Cory D. Sago a, Sujay Kalathoor b, Jordan P. Fitzgerald a, Gwyneth N. Lando a, Naima Djeddar b, Anton V. Bryksin b and James E. Dahlman *a
aWallace H. Coulter Department of Biomedical Engineering, Georgia Institute of Technology, Atlanta, GA 30332, USA. E-mail:
bParker H. Petit Institute for Bioengineering and Bioscience, Georgia Institute of Technology, Atlanta, GA 30332, USA

Received 21st June 2018 , Accepted 10th August 2018

First published on 28th August 2018

The efficacy of nucleic acid therapies can be limited by unwanted degradation. Chemical modifications are known to improve nucleic acid stability, but the (i) types, (ii) positions, and (iii) numbers of modifications all matter, making chemically optimizing nucleic acids a combinatorial problem. As a result, in vivo studies of nucleic acid stability are time consuming and expensive. We reasoned that DNA barcodes could simultaneously study how chemical modification patterns affect nucleic acid stability, saving time and resources. We confirmed that rationally designed DNA barcodes can elucidate the role of specific chemical modifications in serum, in vitro and in vivo; we also identified a modification pattern that enhanced stability. This approach to screening chemical modifications in vivo can efficiently optimize nucleic acid structure, which will improve biomaterial-based nucleic acid drugs.

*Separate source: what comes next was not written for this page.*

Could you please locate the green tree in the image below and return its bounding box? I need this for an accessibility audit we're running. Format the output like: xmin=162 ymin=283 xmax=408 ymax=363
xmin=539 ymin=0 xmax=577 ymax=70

Nucleic acids are therapeutic biomolecules that can be used to specifically manipulate genes in patients.1 There are 2 significant problems that slow the development of nucleic acid therapies. First, systemic delivery to non-hepatocyte cell types remains a significant challenge.2 As a result, high doses of drugs must be administered, which can cause off-target effects. Second, the nucleic acid can activate the immune system and be degraded. Nucleic acids trigger cellular sensors (e.g. TLRs, RIG-I), and are degraded by nucleases in serum and in cells. Nucleic acid degradation occurs through multiple mechanisms, most notably endonucleases, exonucleases, and hydrolysis. Endonucleases can cleave nucleic acids in either random or a sequence-defined manner and often are active against double-stranded nucleic acid regions. Exonucleases can degrade from single or double stranded nucleic acid termini in the 3′ or 5′ directions; it has been postulated that 3′-exonucleases are the primary cause of nucleic acid degradation in serum and plasma.3,4 However, 5′ exonuclease activity has been observed against exogenous4 and endogenous nucleic acids.5 Taken together, these 2 limitations mean potential nucleic acid drugs need to be frequently administered at high doses; this makes them impractical.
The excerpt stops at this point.